A consciência das coisas…

Publicado por: Milu  :  Categoria: A consciência..., PARA PENSAR

John-Locke

Imagem retirada daqui

 

Uma verdade insofismável:

“Sempre considerei as acções dos homens como as melhores intérpretes dos seus pensamentos.”

John Locke

(empirista e teórico da razoabilidade)

Os presentes excertos  do livro intitulado “Ensaio Sobre a Verdadeira Origem Extensão e Fim do Governo Civil”, da autoria de John Locke, ajudam a compreender porque e em que situações um governo se pode tornar ilegítimo.  Como  parece ser o caso do actual governo português, que pôs em marcha um programa não sufragado pelos eleitores. Com isto não se pretende aqui criticar as medidas tomadas pelo governo, se são boas ou más, mas tão só demonstrar que se fez eleger com um programa e que logo que se viu com poder inverteu a marcha. À luz dos ensinamentos de John Locke tornou-se um governo ilegítimo.

“Na filosofia política de Locke, os seres humanos apresentam-se como iguais por natureza e apenas o consentimento voluntário pode submeter alguém à autoridade de outro. (…). Locke tornou-se um dos clássicos do liberalismo político, ao propor uma articulação de temas fundamentais: a igualdade natural dos homens, a defesa do regime representativo, a exigência de uma limitação da soberania baseada na defesa dos direitos subjectivos dos indivíduos. Os princípios fundamentais desta teorização incluem a liberdade natural e a igualdade dos seres humanos; o direito dos indivíduos à vida, liberdade e propriedade; o governo pelo consentimento; o governo limitado; a supremacia da lei; a separação dos poderes; a supremacia da sociedade sobre o governo; direito à revolução. O princípio de governo pelo consentimento, com finalidade e poder limitados, é o fundamento do constitucionalismo liberal (…). A lei natural constitui e protege os direitos à vida, liberdade e propriedade e assim garante a cada indivíduo direitos que não lhe podem ser legalmente retirados, nem alienados, sem processo em devida forma. Locke sintetiza tais direitos fundamentais, ou inalienáveis, como a “vida, liberdade e propriedade.” (Mendo Castro Henriques e Manuel Araújo Costa in Apresentação de Ensaio Sobre a Verdadeira Origem Extensão e Fim do Governo Civil, 1999: 10-11).

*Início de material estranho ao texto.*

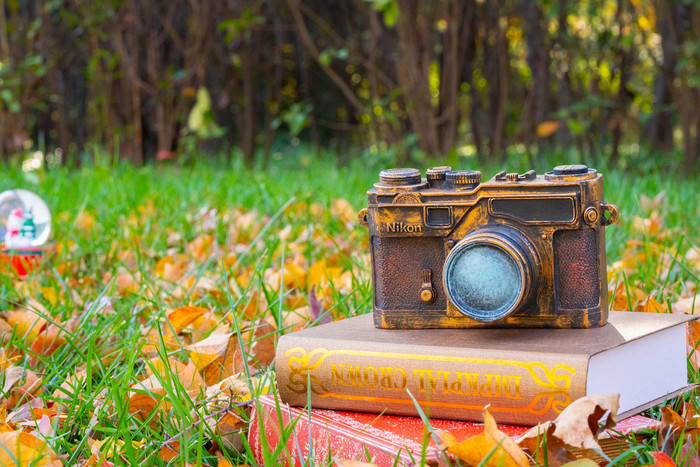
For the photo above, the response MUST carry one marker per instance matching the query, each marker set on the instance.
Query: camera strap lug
(427, 292)
(612, 211)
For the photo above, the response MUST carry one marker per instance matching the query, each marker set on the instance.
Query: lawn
(133, 343)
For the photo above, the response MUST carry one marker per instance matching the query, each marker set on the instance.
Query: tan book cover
(525, 375)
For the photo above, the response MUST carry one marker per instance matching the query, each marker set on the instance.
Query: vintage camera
(520, 250)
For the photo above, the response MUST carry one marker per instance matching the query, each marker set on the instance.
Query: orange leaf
(85, 221)
(181, 317)
(661, 459)
(504, 450)
(650, 305)
(204, 352)
(24, 449)
(169, 452)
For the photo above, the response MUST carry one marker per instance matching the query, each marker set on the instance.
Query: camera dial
(571, 172)
(463, 178)
(400, 176)
(489, 274)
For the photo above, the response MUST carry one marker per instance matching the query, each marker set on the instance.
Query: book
(320, 434)
(526, 376)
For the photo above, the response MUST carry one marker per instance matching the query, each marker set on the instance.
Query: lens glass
(484, 281)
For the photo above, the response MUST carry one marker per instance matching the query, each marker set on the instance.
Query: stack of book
(525, 376)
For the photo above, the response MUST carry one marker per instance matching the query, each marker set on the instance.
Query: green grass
(141, 215)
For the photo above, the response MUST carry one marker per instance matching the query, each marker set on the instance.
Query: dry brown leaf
(687, 305)
(204, 352)
(227, 363)
(556, 453)
(187, 375)
(169, 452)
(578, 424)
(28, 321)
(85, 221)
(182, 317)
(24, 392)
(296, 319)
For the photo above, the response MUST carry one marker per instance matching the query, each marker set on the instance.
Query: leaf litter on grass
(148, 345)
(203, 317)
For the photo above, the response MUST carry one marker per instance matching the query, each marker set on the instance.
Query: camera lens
(488, 275)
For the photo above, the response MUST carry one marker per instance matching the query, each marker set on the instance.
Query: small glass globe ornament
(25, 226)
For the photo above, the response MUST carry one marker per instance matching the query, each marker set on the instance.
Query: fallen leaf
(504, 451)
(661, 459)
(576, 427)
(547, 128)
(351, 463)
(182, 317)
(23, 449)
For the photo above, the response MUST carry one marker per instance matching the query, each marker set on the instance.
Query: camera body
(519, 250)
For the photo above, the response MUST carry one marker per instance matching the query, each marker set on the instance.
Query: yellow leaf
(475, 450)
(182, 317)
(204, 352)
(23, 449)
(652, 306)
(85, 221)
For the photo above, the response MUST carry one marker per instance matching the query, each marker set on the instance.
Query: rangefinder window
(530, 210)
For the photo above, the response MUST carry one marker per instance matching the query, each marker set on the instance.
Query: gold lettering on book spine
(554, 382)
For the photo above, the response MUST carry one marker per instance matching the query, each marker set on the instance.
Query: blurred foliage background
(406, 80)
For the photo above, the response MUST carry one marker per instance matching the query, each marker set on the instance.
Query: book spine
(521, 388)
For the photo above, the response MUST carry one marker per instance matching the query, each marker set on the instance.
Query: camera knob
(400, 177)
(572, 169)
(437, 173)
(463, 178)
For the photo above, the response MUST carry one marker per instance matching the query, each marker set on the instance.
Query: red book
(323, 434)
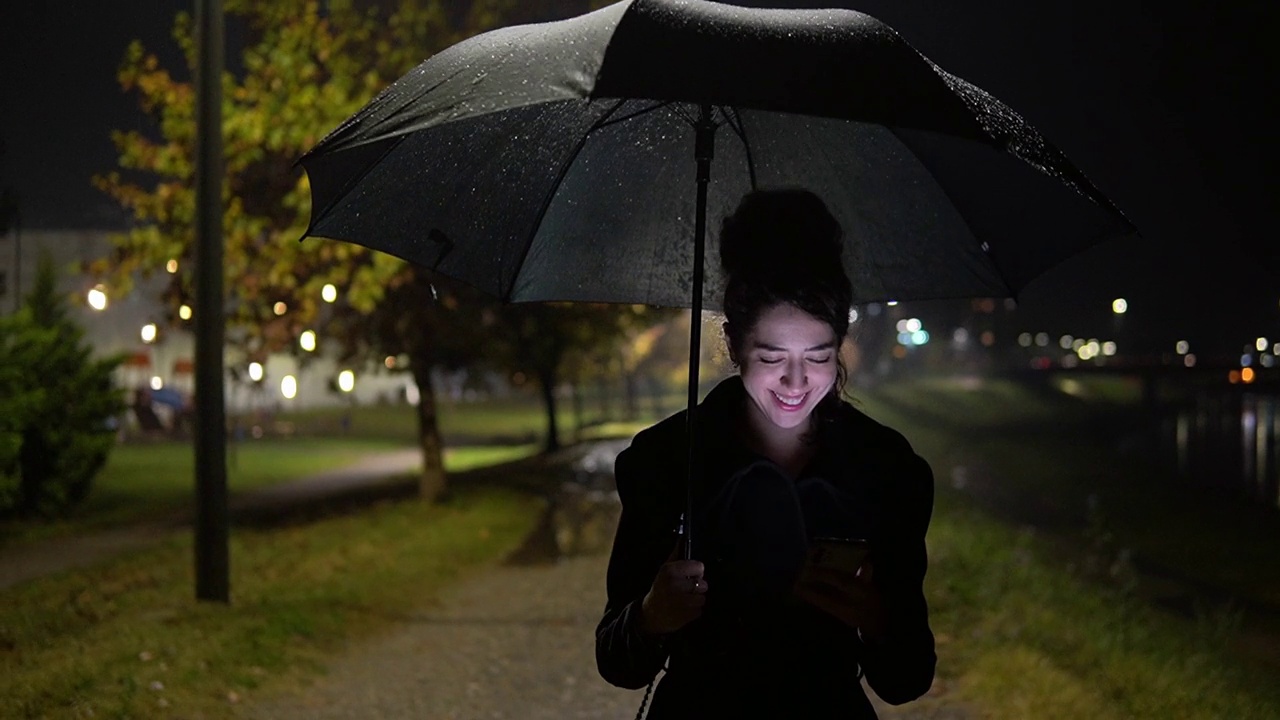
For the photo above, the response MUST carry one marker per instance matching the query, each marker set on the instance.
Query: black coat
(801, 662)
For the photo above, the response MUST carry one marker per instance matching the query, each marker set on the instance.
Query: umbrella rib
(346, 187)
(624, 118)
(1009, 288)
(735, 122)
(547, 201)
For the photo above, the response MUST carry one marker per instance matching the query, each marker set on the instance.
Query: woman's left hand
(850, 596)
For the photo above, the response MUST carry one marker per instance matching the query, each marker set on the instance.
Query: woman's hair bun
(780, 231)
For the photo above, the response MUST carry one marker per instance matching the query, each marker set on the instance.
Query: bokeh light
(97, 297)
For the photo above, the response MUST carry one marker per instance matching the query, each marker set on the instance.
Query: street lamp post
(213, 563)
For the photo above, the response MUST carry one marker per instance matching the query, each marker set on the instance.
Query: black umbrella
(553, 162)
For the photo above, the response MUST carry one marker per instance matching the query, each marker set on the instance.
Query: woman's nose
(792, 374)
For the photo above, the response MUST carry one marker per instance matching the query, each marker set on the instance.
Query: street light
(97, 297)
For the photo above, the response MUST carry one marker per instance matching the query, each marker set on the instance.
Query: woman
(758, 624)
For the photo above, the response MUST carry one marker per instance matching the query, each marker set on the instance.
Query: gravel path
(511, 642)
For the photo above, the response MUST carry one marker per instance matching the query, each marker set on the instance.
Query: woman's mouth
(790, 402)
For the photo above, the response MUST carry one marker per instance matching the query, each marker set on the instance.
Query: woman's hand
(676, 597)
(848, 595)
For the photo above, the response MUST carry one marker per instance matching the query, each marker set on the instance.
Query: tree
(540, 340)
(305, 68)
(56, 404)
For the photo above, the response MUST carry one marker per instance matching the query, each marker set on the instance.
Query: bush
(56, 404)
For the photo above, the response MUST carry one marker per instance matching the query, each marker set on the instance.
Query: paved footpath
(510, 642)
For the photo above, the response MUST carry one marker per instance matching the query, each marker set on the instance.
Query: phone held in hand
(844, 554)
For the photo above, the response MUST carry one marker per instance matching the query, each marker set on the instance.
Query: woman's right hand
(676, 597)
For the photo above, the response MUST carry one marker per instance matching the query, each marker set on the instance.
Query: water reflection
(1226, 442)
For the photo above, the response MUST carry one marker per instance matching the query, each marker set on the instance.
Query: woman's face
(789, 365)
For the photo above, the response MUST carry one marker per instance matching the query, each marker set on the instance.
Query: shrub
(56, 404)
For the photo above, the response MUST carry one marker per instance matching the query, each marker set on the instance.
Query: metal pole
(213, 566)
(704, 149)
(17, 259)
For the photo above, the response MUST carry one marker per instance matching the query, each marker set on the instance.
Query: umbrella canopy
(553, 162)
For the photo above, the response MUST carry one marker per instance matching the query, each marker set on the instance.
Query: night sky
(1162, 104)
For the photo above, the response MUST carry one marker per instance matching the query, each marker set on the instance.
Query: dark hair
(784, 246)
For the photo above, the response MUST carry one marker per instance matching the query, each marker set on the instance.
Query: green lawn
(1038, 606)
(126, 639)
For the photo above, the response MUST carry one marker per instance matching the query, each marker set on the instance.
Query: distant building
(167, 360)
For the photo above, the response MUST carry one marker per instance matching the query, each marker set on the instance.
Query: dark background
(1166, 106)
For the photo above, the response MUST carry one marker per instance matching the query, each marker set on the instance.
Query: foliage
(543, 341)
(55, 405)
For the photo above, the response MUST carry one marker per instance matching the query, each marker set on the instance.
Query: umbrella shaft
(704, 149)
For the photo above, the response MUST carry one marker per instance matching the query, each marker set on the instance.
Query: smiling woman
(758, 625)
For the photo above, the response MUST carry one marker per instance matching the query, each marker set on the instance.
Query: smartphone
(846, 554)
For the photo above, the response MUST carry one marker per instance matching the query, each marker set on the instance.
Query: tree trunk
(632, 402)
(579, 411)
(602, 388)
(433, 483)
(547, 379)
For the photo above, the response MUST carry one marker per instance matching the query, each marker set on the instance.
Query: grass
(1028, 623)
(1037, 611)
(127, 641)
(151, 481)
(1024, 637)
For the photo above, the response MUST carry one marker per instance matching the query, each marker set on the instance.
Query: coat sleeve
(625, 655)
(900, 665)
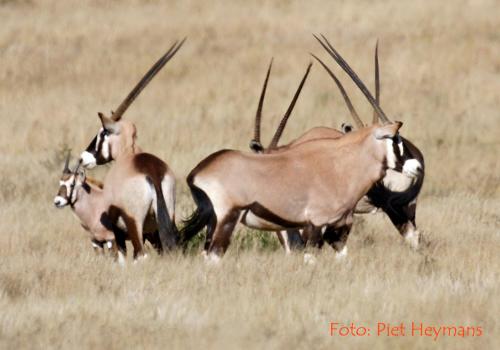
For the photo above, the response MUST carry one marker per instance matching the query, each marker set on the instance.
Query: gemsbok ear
(109, 124)
(387, 131)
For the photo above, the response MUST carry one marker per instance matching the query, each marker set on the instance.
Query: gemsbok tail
(203, 216)
(169, 235)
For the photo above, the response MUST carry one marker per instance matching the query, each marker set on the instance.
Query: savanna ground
(63, 61)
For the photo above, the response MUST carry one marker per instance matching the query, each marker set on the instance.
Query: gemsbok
(315, 185)
(85, 197)
(137, 181)
(396, 194)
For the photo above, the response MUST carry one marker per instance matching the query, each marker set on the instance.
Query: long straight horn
(343, 64)
(377, 85)
(258, 115)
(66, 163)
(354, 114)
(281, 127)
(145, 80)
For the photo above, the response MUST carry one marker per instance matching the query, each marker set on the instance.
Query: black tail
(202, 216)
(169, 235)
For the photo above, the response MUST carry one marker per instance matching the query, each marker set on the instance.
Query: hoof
(309, 259)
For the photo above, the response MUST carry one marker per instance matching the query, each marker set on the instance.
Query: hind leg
(222, 234)
(154, 240)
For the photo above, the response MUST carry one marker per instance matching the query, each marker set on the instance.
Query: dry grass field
(63, 61)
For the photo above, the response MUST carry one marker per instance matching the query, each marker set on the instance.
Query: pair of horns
(378, 112)
(116, 115)
(258, 116)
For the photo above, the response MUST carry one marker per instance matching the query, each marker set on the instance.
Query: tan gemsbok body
(315, 184)
(137, 181)
(85, 197)
(396, 194)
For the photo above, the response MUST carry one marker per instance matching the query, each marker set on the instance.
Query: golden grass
(64, 61)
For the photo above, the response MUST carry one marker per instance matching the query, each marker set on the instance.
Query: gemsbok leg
(337, 239)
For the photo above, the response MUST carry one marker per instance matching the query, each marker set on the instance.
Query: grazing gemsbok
(397, 193)
(137, 181)
(85, 197)
(315, 184)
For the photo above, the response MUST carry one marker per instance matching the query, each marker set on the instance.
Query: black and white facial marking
(98, 151)
(66, 194)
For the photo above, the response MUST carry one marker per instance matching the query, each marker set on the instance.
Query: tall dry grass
(61, 62)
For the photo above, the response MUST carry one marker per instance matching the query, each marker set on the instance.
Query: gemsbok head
(315, 184)
(397, 193)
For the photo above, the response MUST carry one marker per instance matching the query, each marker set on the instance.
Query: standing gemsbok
(137, 181)
(85, 197)
(396, 194)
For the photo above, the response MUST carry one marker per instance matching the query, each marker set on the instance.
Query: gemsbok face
(138, 182)
(316, 184)
(68, 186)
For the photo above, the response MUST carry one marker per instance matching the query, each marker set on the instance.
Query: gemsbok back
(85, 197)
(137, 181)
(396, 194)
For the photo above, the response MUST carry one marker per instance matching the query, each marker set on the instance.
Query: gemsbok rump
(396, 194)
(316, 184)
(85, 197)
(137, 181)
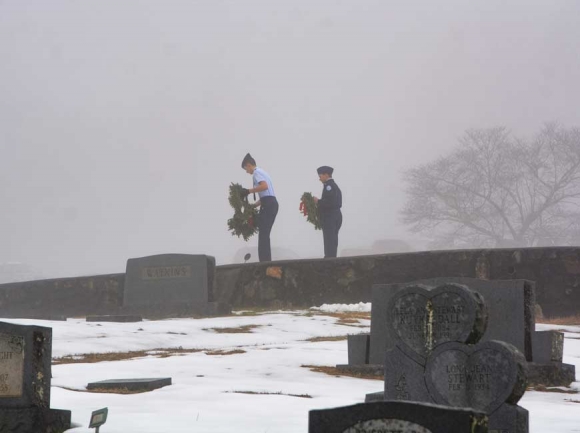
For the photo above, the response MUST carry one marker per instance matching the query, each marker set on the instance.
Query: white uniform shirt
(261, 176)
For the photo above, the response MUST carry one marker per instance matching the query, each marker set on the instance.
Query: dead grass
(244, 329)
(567, 320)
(319, 339)
(90, 358)
(225, 352)
(270, 393)
(333, 371)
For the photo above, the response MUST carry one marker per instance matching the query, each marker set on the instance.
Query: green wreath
(309, 209)
(243, 223)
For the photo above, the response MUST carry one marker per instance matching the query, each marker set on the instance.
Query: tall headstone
(25, 375)
(396, 417)
(171, 282)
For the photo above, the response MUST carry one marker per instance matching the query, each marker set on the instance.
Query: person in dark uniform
(268, 205)
(329, 210)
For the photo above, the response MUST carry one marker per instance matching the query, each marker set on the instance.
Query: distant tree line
(498, 190)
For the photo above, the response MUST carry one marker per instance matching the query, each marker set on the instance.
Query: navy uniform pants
(266, 218)
(331, 223)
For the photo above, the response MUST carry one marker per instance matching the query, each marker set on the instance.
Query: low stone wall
(305, 283)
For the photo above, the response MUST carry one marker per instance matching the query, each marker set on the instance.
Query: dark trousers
(266, 218)
(331, 223)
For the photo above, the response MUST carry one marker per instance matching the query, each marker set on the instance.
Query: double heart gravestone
(25, 375)
(511, 312)
(436, 358)
(396, 417)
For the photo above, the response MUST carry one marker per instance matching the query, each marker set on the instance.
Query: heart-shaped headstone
(482, 376)
(422, 319)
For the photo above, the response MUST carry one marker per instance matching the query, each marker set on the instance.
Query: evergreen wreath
(310, 210)
(243, 223)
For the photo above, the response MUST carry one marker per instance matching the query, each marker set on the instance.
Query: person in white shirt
(268, 205)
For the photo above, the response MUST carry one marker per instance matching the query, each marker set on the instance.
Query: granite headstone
(175, 282)
(25, 375)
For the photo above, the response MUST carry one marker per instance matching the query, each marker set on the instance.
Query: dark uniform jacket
(331, 200)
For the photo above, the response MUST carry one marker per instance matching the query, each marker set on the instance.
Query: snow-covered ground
(205, 394)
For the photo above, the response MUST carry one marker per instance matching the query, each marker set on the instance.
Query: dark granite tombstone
(396, 417)
(419, 320)
(171, 282)
(136, 385)
(358, 349)
(490, 377)
(510, 306)
(429, 359)
(25, 375)
(511, 312)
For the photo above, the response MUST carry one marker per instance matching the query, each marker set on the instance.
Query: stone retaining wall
(306, 283)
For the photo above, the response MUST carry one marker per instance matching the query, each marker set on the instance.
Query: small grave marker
(98, 418)
(135, 385)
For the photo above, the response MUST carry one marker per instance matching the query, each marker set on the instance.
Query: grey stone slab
(115, 318)
(551, 374)
(358, 349)
(421, 318)
(482, 376)
(404, 378)
(139, 384)
(165, 280)
(548, 346)
(396, 417)
(510, 305)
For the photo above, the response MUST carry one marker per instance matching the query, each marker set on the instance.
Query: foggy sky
(122, 123)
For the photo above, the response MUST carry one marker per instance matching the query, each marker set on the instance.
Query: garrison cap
(248, 160)
(325, 169)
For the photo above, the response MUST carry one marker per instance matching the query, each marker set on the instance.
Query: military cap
(325, 169)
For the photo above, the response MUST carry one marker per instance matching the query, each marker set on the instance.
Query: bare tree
(496, 191)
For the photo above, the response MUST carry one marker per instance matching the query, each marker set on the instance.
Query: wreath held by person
(244, 221)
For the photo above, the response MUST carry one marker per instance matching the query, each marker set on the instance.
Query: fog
(122, 123)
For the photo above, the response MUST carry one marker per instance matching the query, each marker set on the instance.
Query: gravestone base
(375, 370)
(184, 309)
(509, 418)
(373, 397)
(551, 374)
(358, 349)
(548, 346)
(34, 420)
(395, 416)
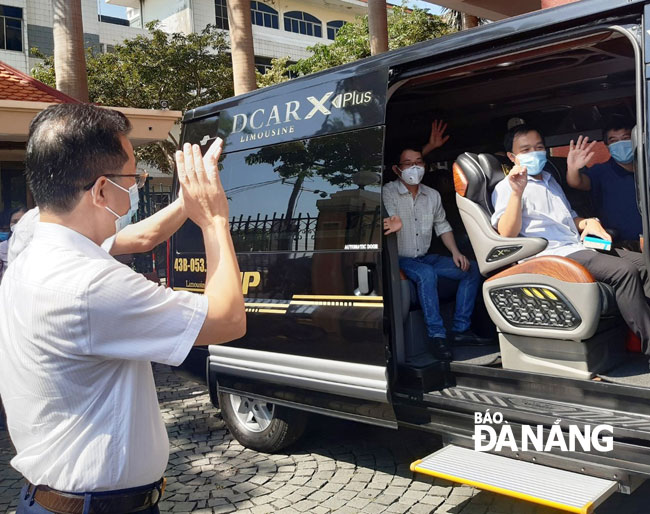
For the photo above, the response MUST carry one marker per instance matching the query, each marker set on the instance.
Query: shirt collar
(546, 176)
(60, 235)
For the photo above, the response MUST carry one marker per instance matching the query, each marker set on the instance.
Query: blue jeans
(424, 271)
(27, 505)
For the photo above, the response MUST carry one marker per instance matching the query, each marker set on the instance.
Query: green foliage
(184, 70)
(406, 26)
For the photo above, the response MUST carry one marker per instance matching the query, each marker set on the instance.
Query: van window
(315, 194)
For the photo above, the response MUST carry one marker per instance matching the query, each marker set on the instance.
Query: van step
(564, 490)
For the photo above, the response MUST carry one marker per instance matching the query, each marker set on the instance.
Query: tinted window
(316, 194)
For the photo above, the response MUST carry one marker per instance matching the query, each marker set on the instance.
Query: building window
(221, 10)
(262, 64)
(303, 23)
(264, 16)
(11, 28)
(333, 28)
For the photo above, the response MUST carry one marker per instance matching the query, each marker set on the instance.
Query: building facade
(281, 28)
(26, 24)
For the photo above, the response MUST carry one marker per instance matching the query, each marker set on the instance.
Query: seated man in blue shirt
(612, 184)
(415, 210)
(529, 202)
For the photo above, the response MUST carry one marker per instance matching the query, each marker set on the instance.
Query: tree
(377, 23)
(178, 71)
(241, 40)
(458, 20)
(406, 26)
(69, 52)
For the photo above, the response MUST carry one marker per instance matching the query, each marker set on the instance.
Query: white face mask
(134, 198)
(413, 175)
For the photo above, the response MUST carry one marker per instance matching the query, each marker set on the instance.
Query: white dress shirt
(545, 213)
(78, 331)
(419, 215)
(24, 232)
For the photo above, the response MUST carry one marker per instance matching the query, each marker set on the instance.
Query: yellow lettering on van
(249, 279)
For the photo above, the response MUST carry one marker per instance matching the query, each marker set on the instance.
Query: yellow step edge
(587, 509)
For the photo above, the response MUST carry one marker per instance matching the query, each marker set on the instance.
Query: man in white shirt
(415, 210)
(529, 202)
(78, 330)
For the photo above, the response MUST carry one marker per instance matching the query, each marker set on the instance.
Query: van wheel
(261, 425)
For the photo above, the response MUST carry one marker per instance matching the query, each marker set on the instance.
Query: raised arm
(206, 204)
(509, 224)
(145, 235)
(578, 157)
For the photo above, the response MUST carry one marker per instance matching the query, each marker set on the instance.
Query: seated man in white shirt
(78, 330)
(415, 210)
(529, 202)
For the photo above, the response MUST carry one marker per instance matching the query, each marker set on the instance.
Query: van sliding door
(302, 173)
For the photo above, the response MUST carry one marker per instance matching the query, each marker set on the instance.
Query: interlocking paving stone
(338, 467)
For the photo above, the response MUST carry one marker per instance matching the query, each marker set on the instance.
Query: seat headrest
(494, 168)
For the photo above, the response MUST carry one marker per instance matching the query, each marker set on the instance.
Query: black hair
(617, 122)
(518, 130)
(69, 146)
(398, 155)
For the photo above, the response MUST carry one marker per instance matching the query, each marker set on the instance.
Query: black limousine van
(556, 411)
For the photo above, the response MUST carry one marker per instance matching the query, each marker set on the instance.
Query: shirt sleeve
(440, 223)
(390, 200)
(500, 197)
(132, 318)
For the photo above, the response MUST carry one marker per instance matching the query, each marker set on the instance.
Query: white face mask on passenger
(134, 198)
(413, 175)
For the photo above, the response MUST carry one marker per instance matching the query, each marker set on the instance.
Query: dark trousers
(27, 505)
(627, 274)
(424, 271)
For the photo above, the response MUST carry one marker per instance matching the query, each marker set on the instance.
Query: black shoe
(440, 349)
(469, 338)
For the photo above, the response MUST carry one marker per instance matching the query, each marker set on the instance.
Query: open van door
(301, 167)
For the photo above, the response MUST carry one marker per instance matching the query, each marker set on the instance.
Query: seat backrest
(475, 177)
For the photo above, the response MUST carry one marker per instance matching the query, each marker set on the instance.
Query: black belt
(107, 502)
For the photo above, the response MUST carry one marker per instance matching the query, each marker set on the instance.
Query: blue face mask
(622, 151)
(534, 162)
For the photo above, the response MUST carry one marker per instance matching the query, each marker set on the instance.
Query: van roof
(534, 23)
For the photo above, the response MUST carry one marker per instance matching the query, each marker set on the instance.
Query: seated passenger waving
(531, 203)
(415, 210)
(612, 184)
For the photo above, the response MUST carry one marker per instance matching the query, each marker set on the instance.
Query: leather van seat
(552, 316)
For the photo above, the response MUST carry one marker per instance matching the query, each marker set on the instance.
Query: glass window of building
(333, 28)
(11, 28)
(221, 12)
(264, 16)
(303, 23)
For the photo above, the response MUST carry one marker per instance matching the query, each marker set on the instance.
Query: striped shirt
(419, 215)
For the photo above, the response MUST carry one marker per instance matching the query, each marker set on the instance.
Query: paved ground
(338, 467)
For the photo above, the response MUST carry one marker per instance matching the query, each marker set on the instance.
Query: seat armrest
(551, 297)
(494, 251)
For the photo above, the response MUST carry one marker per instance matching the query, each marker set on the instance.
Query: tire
(260, 425)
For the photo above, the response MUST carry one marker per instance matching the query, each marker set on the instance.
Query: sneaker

“A ignorância dos povos acerca da verdadeira extensão dos seus direitos e obrigações é sem dúvida o principal esteio dos governos absolutos ou despóticos. Se eles fossem assaz iluminados e conhecessem bem as obrigações a que se ligaram entrando em sociedade; bem como os direitos que se reservaram, e dirigissem todos os seus actos segundo uns e outros, não permitindo a sua infracção no mais leve ponto, certamente não estariam expostos às usurpações e vexames que todos os dias estão sofrendo; os seus interesses não seriam desatendidos, e a sua segurança e bem da sociedade, que é o seu único fim, seria completamente conseguido. (…). É certo que os iludidos Portugueses desconhecendo os seus interesses se têm deixado arrastar a fazer oposição à melhor e mais sólida propriedade, que antes deviam sustentar à custa de seu sangue, e de toda a sua propriedade particular: se porém se cavar fundo achar-se-á que toda a desordem em que temos estado, tem a sua origem nos interesses que estrangeiros tiram de Portugal, servindo-se para instrumentos de seus fins de alguns mal intencionados, e outros preguiçosos Portugueses, que estão acostumados a , e desejam continuar a gozar no ócio o fruto dos esforços daqueles que trabalham. Tudo o que resta pois aos Portugueses é desenganarem-se, e conhecer os seus interesses.” (João Oliveira Carvalho in Prefácio do Tradutor de Ensaio Sobre a Verdadeira Origem Extensão e Fim do Governo Civil, 1999: 20-21).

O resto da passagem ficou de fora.